10. Verify the install
curl https://grandline.acme.comreturns200.curl https://api.grandline.acme.com/healthzreturns{"ok":true}.- Log in, enrol MFA, reach Overview.
- Invite a second user, they set password + MFA, sign in.
- Add an Azure connector. within 5 minutes the Resources page shows scanned resources.
- Generate a PDF report from Reports.
kubectl -n grandline get pdb,hpahealthy.
11. Troubleshooting
Flexible Server connection refused
Confirm the delegated subnet is correctly attached. az postgres flexible-server show --resource-group <rg> --name <name> --query network should show the subnet ID from the Terraform output. Also check that the Postgres pod-subnet's NSG allows 5432 from the AKS subnet.
Workload Identity federation fails with "AADSTS700213"
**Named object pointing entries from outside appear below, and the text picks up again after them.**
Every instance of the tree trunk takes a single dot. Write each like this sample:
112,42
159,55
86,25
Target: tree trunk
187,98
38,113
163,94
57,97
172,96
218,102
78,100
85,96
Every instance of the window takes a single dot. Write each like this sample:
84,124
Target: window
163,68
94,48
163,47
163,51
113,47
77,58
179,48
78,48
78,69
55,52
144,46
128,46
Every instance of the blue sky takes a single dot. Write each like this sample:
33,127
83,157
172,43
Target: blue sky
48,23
The federated credential's subject must be system:serviceaccount:grandline:grandline. If you overrode the ServiceAccount name, update the federated credential: az identity federated-credential update --identity-name... --subject system:serviceaccount:<ns>:<sa>.
AGIC throws 502
AGIC's probe path is the ALB's default "/" by default. Set the Ingress annotation appgw.ingress.kubernetes.io/backend-path-prefix: /healthz on the API Ingress or add an explicit readinessProbe endpoint.
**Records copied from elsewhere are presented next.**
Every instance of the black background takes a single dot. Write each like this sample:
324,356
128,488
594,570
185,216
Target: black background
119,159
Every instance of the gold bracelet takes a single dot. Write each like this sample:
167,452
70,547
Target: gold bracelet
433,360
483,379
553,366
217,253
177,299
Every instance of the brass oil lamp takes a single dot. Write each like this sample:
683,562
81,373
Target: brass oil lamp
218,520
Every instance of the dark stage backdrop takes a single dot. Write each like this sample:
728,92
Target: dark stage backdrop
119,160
Redis connection fails on boot
Azure Cache for Redis enforces TLS on port 6380 and plaintext access is disabled by default (we don't enable it). Ensure redis.url starts with rediss:// (two s's). if Terraform emitted redis://, that's a bug, file it.
Storage Account 403 from worker
The UAMI needs Storage Blob Data Contributor on the container. The Terraform module grants this by default. if you see 403s, confirm the role assignment landed (az role assignment list --assignee <client_id> --scope /subscriptions/<sub>/resourceGroups/<rg>/providers/Microsoft.Storage/storageAccounts/<sa>).
Invitee sees "Token invalid"
Token expired (48h) or was already used or was invalidated by re-invite. Re-send the invite from Access → Users → [user] → Re-invite.